Amendment No. 1 to the Dover Corporation 2005 Equity and Cash Incentive Plan (Amended and Restated as of January 1, 2009)

EX-10.9 3 a2014123110-kexhibit109.htm EXHIBIT 10.9 2014.12.31 10-K Exhibit 10.9


Exhibit 10.9

Amendment No. 1
to the
Dover Corporation 2005 Equity and Cash Incentive Plan
(Amended and Restated as of January 1, 2009)

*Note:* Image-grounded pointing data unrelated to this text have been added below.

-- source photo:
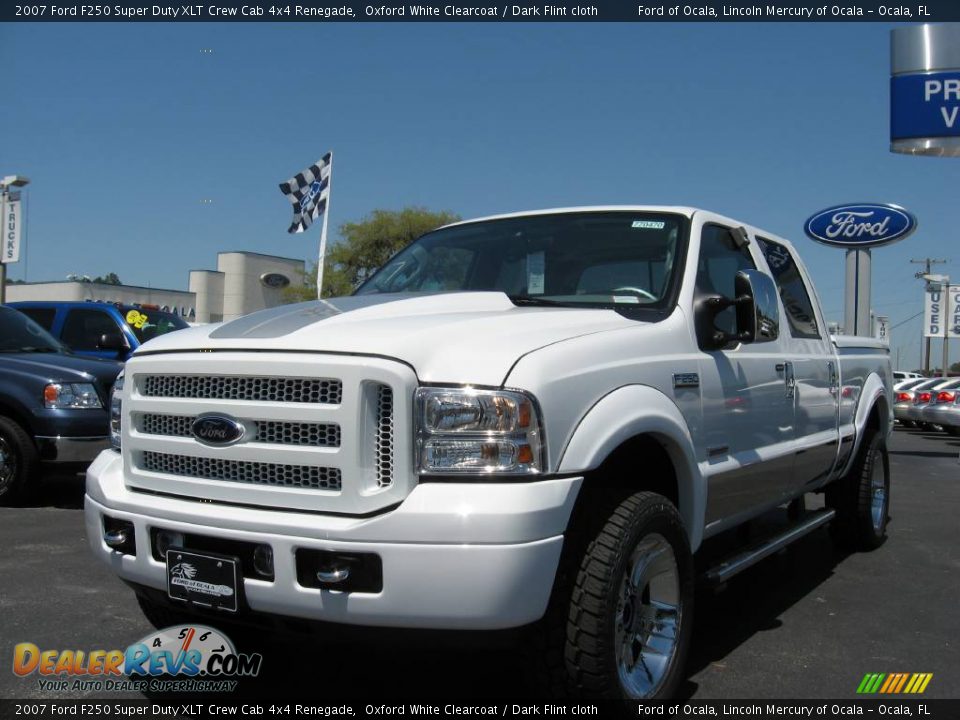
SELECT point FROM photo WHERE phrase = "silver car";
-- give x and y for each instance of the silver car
(949, 419)
(924, 396)
(904, 394)
(941, 401)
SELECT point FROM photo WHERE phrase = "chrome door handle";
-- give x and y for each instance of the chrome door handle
(789, 379)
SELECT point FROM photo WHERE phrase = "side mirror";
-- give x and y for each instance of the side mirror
(758, 314)
(112, 341)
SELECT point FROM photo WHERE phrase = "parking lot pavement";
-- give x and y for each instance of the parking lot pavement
(808, 623)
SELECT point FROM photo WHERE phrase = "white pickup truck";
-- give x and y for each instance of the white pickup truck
(525, 420)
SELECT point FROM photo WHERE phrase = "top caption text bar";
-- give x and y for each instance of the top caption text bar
(485, 11)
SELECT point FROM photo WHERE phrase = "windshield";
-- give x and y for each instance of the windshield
(18, 333)
(148, 324)
(593, 259)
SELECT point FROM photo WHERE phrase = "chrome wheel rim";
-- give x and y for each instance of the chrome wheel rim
(8, 464)
(878, 494)
(647, 617)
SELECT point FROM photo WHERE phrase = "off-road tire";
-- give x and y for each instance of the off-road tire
(595, 606)
(21, 462)
(859, 523)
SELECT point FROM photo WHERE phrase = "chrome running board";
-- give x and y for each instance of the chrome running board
(739, 562)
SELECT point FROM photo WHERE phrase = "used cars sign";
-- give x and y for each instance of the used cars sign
(860, 226)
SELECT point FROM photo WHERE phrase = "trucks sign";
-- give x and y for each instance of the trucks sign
(860, 226)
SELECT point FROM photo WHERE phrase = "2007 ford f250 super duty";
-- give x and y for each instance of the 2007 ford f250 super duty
(522, 418)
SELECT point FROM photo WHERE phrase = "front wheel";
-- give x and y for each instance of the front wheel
(18, 461)
(862, 497)
(631, 610)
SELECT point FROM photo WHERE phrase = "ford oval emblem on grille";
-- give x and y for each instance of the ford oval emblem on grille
(217, 430)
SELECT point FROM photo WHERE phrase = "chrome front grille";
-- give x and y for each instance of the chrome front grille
(256, 473)
(323, 433)
(322, 391)
(272, 432)
(384, 436)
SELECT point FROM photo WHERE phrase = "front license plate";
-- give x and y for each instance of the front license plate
(207, 580)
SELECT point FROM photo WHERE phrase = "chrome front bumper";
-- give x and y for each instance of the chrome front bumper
(71, 450)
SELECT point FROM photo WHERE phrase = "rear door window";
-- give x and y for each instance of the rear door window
(83, 328)
(41, 316)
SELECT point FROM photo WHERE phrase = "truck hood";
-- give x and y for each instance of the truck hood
(60, 367)
(473, 337)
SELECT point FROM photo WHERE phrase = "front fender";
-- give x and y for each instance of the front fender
(874, 394)
(635, 410)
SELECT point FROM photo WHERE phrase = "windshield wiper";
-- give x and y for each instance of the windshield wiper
(536, 300)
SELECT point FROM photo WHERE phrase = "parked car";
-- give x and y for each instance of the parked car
(950, 419)
(924, 395)
(527, 419)
(53, 405)
(104, 330)
(941, 401)
(903, 394)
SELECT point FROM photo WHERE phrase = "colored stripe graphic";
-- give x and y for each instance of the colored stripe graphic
(894, 683)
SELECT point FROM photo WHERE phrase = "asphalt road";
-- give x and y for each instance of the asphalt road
(808, 623)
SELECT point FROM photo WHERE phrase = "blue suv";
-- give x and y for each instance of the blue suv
(103, 330)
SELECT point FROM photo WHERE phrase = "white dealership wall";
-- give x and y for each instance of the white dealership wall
(235, 288)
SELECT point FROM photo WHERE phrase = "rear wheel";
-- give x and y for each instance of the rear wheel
(18, 461)
(862, 497)
(631, 609)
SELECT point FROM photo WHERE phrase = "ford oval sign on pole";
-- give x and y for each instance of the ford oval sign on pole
(857, 227)
(860, 226)
(925, 89)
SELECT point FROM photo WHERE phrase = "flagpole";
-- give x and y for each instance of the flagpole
(323, 231)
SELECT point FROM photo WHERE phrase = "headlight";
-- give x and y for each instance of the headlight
(63, 396)
(116, 401)
(462, 430)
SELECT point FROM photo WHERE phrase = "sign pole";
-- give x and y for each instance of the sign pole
(946, 332)
(3, 267)
(857, 305)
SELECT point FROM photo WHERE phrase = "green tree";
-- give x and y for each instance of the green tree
(365, 246)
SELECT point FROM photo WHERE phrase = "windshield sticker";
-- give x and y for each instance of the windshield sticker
(535, 272)
(136, 319)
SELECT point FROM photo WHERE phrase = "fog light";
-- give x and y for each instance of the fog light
(263, 560)
(166, 539)
(118, 535)
(115, 539)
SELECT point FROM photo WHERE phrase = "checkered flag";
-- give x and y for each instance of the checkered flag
(309, 192)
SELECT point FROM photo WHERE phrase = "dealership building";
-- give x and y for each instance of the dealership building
(243, 283)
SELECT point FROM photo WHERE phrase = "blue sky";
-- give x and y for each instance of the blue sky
(126, 129)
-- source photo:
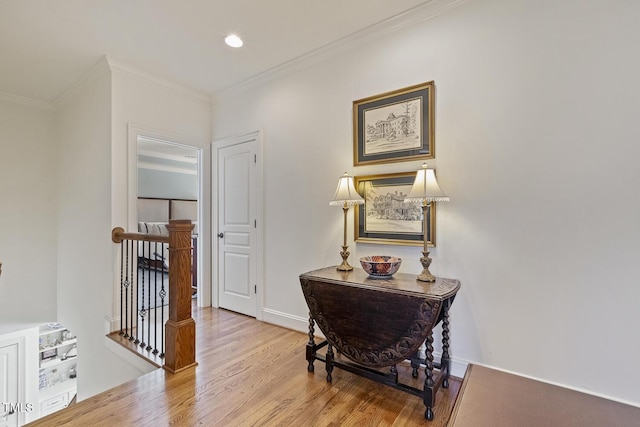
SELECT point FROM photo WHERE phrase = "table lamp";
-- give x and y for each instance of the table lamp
(425, 190)
(346, 196)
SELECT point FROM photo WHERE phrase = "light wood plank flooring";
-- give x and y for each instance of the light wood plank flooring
(252, 374)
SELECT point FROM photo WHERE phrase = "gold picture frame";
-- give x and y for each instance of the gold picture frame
(385, 217)
(394, 126)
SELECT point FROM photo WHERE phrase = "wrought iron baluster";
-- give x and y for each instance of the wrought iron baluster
(121, 285)
(163, 293)
(133, 286)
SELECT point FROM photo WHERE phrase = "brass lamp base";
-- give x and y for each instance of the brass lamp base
(345, 265)
(426, 275)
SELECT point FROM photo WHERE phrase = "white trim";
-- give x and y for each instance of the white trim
(578, 389)
(101, 69)
(421, 13)
(217, 145)
(28, 102)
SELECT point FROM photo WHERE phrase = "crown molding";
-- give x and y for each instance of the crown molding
(418, 14)
(29, 102)
(134, 72)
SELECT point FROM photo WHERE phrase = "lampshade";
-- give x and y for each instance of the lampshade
(346, 193)
(425, 188)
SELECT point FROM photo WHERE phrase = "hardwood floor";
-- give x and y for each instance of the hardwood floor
(253, 374)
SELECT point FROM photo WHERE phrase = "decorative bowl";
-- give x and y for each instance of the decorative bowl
(380, 266)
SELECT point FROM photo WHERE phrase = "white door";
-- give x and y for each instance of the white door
(236, 215)
(9, 386)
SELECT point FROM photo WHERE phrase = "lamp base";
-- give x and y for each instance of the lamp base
(345, 265)
(426, 275)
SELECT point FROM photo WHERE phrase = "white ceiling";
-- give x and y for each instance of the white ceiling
(47, 45)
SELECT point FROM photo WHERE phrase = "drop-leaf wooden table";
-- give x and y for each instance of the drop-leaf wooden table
(377, 323)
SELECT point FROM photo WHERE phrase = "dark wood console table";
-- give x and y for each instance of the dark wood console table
(378, 323)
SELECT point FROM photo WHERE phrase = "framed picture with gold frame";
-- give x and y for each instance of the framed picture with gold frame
(394, 126)
(385, 217)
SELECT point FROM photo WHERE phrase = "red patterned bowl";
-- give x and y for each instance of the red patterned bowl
(381, 266)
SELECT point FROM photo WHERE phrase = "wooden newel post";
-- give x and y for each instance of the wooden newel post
(180, 350)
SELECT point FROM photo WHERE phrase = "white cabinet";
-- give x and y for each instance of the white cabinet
(57, 354)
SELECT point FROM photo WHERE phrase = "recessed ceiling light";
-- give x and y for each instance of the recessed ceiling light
(233, 40)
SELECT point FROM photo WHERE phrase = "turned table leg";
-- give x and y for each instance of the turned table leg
(311, 345)
(445, 360)
(429, 392)
(329, 362)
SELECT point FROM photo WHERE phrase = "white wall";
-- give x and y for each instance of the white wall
(145, 105)
(94, 122)
(85, 266)
(27, 213)
(537, 147)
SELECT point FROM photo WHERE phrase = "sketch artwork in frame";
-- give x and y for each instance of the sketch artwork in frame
(385, 217)
(394, 126)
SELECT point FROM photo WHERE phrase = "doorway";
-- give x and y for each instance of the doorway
(175, 171)
(238, 224)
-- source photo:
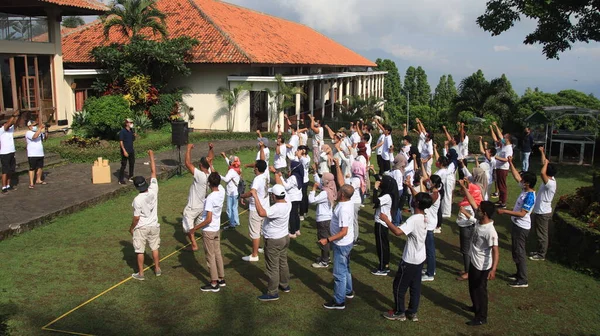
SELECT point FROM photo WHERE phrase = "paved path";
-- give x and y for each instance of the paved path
(70, 188)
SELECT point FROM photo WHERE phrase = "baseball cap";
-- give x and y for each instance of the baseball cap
(140, 183)
(277, 190)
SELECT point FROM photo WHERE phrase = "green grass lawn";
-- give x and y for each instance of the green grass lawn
(52, 269)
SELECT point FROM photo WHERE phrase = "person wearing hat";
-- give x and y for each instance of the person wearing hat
(7, 151)
(35, 152)
(277, 241)
(145, 228)
(126, 138)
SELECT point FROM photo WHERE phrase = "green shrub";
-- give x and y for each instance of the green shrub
(105, 115)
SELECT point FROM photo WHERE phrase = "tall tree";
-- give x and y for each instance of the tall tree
(133, 16)
(73, 21)
(392, 89)
(423, 89)
(560, 23)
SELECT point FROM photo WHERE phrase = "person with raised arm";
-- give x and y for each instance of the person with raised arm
(413, 257)
(520, 216)
(542, 211)
(484, 254)
(145, 228)
(7, 151)
(195, 206)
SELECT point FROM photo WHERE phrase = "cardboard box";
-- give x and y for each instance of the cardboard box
(101, 172)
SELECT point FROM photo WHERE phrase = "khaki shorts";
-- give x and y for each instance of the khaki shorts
(255, 225)
(147, 234)
(191, 217)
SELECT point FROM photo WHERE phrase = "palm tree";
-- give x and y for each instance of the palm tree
(283, 99)
(132, 16)
(73, 21)
(232, 98)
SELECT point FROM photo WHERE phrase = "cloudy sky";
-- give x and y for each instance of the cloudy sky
(442, 37)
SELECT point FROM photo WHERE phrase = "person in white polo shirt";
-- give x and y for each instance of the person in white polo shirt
(7, 151)
(211, 233)
(145, 228)
(35, 152)
(413, 257)
(542, 211)
(277, 241)
(342, 237)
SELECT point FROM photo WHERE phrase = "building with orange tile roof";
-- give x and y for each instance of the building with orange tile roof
(239, 45)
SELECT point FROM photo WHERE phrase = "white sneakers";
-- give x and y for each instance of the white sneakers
(250, 258)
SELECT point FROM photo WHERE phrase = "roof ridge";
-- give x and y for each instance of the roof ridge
(220, 30)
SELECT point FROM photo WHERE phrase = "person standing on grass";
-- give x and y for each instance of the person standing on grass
(7, 151)
(342, 237)
(195, 206)
(126, 138)
(233, 178)
(413, 257)
(277, 241)
(255, 221)
(521, 219)
(542, 211)
(385, 203)
(211, 234)
(145, 228)
(325, 201)
(35, 152)
(526, 147)
(484, 254)
(502, 166)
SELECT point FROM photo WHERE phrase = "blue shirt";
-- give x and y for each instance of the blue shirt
(127, 137)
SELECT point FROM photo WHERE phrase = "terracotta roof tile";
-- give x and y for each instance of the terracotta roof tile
(227, 34)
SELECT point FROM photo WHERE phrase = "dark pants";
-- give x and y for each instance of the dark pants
(478, 292)
(408, 276)
(322, 233)
(304, 204)
(382, 243)
(295, 217)
(124, 160)
(541, 231)
(466, 233)
(501, 176)
(519, 241)
(430, 252)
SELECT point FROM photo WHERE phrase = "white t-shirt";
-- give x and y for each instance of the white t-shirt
(293, 189)
(483, 239)
(343, 216)
(145, 206)
(385, 208)
(276, 223)
(267, 154)
(232, 179)
(543, 200)
(198, 190)
(318, 138)
(35, 148)
(504, 153)
(324, 209)
(7, 141)
(280, 161)
(214, 203)
(525, 201)
(387, 145)
(416, 231)
(260, 185)
(380, 148)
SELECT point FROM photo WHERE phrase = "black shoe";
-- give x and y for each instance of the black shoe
(210, 288)
(333, 305)
(475, 323)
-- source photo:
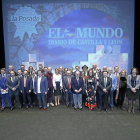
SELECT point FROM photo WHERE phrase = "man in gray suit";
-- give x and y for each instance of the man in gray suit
(13, 83)
(67, 88)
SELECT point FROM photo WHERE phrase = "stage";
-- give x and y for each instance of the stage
(61, 123)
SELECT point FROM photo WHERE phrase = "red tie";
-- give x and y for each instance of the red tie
(69, 82)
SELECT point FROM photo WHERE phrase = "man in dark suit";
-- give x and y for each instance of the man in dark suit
(67, 88)
(105, 84)
(41, 89)
(4, 89)
(77, 85)
(13, 83)
(26, 88)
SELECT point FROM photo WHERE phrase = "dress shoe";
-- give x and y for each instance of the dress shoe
(39, 108)
(44, 109)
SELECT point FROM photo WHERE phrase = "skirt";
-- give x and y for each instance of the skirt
(57, 92)
(132, 95)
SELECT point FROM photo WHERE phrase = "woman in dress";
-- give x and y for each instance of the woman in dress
(57, 84)
(121, 89)
(84, 92)
(133, 84)
(91, 88)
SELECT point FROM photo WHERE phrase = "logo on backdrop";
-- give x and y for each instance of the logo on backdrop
(85, 36)
(25, 20)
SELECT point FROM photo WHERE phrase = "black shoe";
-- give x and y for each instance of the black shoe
(2, 109)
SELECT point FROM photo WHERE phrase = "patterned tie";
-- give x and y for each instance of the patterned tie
(105, 82)
(69, 82)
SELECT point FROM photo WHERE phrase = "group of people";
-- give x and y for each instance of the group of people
(90, 87)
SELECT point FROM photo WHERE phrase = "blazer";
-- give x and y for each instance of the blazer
(101, 85)
(3, 82)
(76, 86)
(11, 85)
(29, 83)
(129, 82)
(43, 84)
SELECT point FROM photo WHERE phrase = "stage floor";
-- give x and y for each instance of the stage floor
(61, 123)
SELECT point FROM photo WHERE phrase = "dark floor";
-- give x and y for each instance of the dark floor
(61, 123)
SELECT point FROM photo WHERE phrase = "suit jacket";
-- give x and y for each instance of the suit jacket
(76, 86)
(29, 83)
(3, 82)
(43, 84)
(11, 84)
(129, 82)
(108, 85)
(65, 82)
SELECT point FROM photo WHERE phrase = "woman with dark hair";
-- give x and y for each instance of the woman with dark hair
(57, 84)
(30, 69)
(133, 84)
(91, 87)
(121, 88)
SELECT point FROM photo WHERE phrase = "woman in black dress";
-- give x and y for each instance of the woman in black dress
(133, 84)
(122, 88)
(91, 90)
(57, 83)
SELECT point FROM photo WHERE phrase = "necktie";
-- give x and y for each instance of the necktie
(24, 81)
(105, 82)
(69, 82)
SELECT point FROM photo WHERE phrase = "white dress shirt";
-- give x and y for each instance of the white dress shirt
(38, 84)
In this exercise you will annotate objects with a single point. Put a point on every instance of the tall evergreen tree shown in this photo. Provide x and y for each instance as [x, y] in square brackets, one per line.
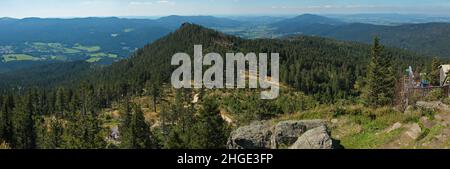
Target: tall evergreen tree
[24, 134]
[137, 133]
[434, 72]
[6, 130]
[380, 77]
[211, 130]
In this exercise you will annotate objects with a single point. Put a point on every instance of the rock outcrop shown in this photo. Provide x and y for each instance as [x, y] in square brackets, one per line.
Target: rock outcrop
[304, 134]
[317, 138]
[254, 136]
[287, 132]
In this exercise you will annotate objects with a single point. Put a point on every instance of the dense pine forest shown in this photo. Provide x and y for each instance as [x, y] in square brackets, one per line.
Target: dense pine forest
[66, 109]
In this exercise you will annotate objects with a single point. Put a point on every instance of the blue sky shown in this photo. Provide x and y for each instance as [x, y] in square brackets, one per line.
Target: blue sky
[83, 8]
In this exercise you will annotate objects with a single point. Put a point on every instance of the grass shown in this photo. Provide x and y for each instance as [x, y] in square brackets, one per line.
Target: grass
[19, 57]
[128, 30]
[369, 140]
[60, 58]
[99, 55]
[87, 48]
[93, 59]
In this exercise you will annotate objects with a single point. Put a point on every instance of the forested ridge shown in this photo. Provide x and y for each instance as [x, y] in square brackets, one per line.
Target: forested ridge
[70, 113]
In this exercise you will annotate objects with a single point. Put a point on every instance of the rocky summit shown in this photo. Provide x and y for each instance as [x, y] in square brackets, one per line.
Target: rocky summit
[304, 134]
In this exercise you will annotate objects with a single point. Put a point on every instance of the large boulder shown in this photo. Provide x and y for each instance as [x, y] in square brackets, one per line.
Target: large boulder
[317, 138]
[286, 133]
[254, 136]
[304, 134]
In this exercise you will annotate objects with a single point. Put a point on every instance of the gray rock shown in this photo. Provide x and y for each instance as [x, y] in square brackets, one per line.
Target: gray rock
[287, 132]
[254, 136]
[317, 138]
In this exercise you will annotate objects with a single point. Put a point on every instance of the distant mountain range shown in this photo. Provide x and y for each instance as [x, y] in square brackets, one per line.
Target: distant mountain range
[33, 41]
[427, 38]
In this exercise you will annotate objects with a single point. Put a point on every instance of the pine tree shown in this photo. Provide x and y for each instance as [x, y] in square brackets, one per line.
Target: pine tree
[380, 77]
[434, 72]
[137, 133]
[6, 130]
[24, 134]
[211, 130]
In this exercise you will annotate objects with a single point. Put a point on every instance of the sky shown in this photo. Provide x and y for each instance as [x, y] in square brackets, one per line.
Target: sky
[86, 8]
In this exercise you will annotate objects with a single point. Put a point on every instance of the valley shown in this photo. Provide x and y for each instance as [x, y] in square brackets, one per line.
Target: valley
[108, 40]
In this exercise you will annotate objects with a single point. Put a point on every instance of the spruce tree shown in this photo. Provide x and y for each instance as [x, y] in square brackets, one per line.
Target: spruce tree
[136, 134]
[211, 130]
[380, 77]
[434, 72]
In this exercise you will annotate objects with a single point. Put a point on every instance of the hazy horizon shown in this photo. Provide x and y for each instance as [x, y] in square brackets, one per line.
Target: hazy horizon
[158, 8]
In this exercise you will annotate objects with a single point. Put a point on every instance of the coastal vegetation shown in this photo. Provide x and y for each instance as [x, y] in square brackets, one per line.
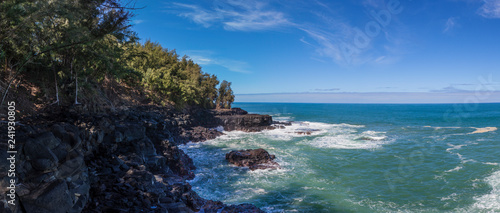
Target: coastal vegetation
[68, 52]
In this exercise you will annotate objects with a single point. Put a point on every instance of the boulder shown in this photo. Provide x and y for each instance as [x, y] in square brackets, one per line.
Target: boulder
[252, 158]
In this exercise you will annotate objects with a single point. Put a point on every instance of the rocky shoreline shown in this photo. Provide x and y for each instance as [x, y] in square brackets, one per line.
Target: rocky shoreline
[125, 160]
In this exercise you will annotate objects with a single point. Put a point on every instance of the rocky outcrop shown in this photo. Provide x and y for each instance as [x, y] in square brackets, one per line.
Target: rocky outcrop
[232, 119]
[247, 123]
[124, 161]
[252, 158]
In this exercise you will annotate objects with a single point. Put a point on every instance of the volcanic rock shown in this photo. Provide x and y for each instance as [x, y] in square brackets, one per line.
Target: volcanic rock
[252, 158]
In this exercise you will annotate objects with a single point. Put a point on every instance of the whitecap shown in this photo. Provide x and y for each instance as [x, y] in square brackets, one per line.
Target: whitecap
[344, 142]
[455, 169]
[491, 201]
[483, 130]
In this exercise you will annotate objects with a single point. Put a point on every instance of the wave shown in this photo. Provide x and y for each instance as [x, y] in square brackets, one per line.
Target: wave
[345, 142]
[477, 131]
[489, 202]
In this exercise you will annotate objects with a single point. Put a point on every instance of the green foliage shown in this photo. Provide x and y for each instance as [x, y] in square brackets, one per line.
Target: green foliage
[90, 40]
[226, 96]
[180, 81]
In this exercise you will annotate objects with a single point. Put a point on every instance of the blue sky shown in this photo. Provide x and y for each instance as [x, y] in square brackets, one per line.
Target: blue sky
[366, 51]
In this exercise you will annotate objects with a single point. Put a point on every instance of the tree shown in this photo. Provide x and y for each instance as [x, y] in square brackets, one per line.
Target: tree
[226, 96]
[34, 34]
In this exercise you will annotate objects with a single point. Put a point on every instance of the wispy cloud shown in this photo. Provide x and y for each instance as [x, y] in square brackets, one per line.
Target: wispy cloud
[326, 30]
[450, 89]
[235, 15]
[450, 24]
[368, 97]
[138, 21]
[327, 90]
[203, 57]
[198, 14]
[490, 9]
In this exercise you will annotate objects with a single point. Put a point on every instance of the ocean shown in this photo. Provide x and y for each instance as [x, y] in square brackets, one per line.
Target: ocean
[361, 158]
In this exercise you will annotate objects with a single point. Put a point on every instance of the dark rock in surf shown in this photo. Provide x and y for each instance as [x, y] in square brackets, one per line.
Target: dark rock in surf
[252, 158]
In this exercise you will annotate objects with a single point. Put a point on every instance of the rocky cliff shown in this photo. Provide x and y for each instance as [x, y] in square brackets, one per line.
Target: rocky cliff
[122, 161]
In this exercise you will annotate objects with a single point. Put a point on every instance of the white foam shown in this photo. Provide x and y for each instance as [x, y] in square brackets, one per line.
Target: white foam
[454, 147]
[483, 130]
[490, 202]
[455, 169]
[452, 197]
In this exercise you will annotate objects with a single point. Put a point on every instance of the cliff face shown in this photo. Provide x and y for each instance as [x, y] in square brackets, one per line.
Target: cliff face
[126, 161]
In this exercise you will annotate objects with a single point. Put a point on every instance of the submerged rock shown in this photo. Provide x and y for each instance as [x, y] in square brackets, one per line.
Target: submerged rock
[252, 158]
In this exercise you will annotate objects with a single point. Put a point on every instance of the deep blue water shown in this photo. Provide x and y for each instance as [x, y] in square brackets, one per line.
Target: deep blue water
[362, 158]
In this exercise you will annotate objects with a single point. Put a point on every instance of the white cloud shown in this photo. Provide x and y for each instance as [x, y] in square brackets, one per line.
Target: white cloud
[235, 15]
[450, 24]
[198, 14]
[490, 9]
[138, 21]
[327, 31]
[202, 57]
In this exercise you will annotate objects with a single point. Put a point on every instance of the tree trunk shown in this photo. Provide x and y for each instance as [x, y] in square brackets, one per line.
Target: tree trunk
[55, 80]
[76, 84]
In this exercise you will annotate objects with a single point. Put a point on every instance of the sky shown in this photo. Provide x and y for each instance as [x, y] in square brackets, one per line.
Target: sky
[318, 51]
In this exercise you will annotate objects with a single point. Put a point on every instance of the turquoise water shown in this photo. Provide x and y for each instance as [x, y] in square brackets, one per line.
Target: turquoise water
[361, 158]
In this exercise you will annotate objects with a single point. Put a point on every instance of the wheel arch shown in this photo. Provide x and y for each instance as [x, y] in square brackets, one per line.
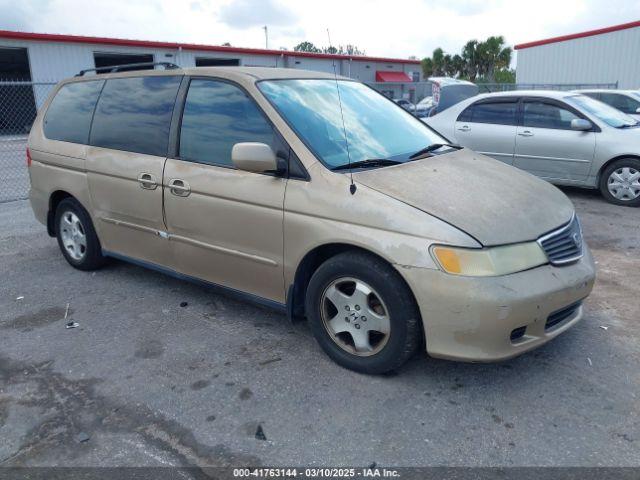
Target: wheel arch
[610, 161]
[309, 264]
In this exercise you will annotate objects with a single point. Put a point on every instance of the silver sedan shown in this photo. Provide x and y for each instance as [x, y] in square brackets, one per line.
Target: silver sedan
[564, 137]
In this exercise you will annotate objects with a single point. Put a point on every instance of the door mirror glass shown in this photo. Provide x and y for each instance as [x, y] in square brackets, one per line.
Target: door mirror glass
[254, 157]
[581, 124]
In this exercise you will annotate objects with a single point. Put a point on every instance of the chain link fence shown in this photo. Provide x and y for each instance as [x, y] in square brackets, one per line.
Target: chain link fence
[19, 103]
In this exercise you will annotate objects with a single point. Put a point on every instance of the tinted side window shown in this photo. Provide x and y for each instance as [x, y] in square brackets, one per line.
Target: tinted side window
[134, 114]
[499, 113]
[621, 102]
[546, 115]
[69, 115]
[216, 116]
[466, 114]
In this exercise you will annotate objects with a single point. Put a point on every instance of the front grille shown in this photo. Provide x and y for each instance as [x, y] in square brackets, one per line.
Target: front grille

The Dover Corporation 2005 Equity and Cash Incentive Plan (Amended and Restated as of January 1, 2009) ("Plan") is hereby amended as follows:

1.    Paragraph 14 of the Plan is amended by deleting such paragraph in its entirety and replacing it with the following:     

14.    Effect of Stock Dividends, Merger, Recapitalization or Reorganization or Similar Events. In the event of any change in the Common Stock through merger, consolidation, reorganization, reincorporation, recapitalization, reclassification, stock dividend, stock split, reverse stock split, split-up, split-off, spin-off, combination of shares, exchange of shares or similar change in the capital structure of the Corporation, if all or substantially all the assets of the Corporation are transferred to any other corporation in a reorganization, or in the event of payment of a dividend or distribution to the stockholders of the Corporation in a form other than Common Stock (excepting normal cash dividends) that has a material effect on the fair market value of shares of Common Stock, appropriate adjustments shall be made by the Committee in the number and class of shares subject to the Plan, the number of shares subject to any outstanding awards, and in the exercise or base price per share under any outstanding option or SSAR. The adjustments to be made pursuant to this Paragraph 14 shall meet the requirements of Section 409A of the Code and the regulations thereunder. The Board of Directors shall have the power, in the event of any disposition of substantially all of the assets of the Corporation, its dissolution, any merger or consolidation, or the merger or consolidation of any other corporation into the Corporation, to amend all outstanding options and SSARs to permit their exercise prior to the effectiveness of any such transaction and to terminate such options or SSARs as of such effectiveness. If the Board of Directors shall exercise such power, all options and SSARs outstanding shall be deemed to have been amended to permit the exercise thereof in whole or in part by the holder at any time or from time to time as determined by the Board of Directors prior to the effectiveness of such transaction and such options and SSARs shall be deemed to terminate upon such effectiveness.

2.    Except as specifically provided in the text of the amendment above, the Plan shall remain in full force and effect in accordance with its terms prior to the date of this amendment.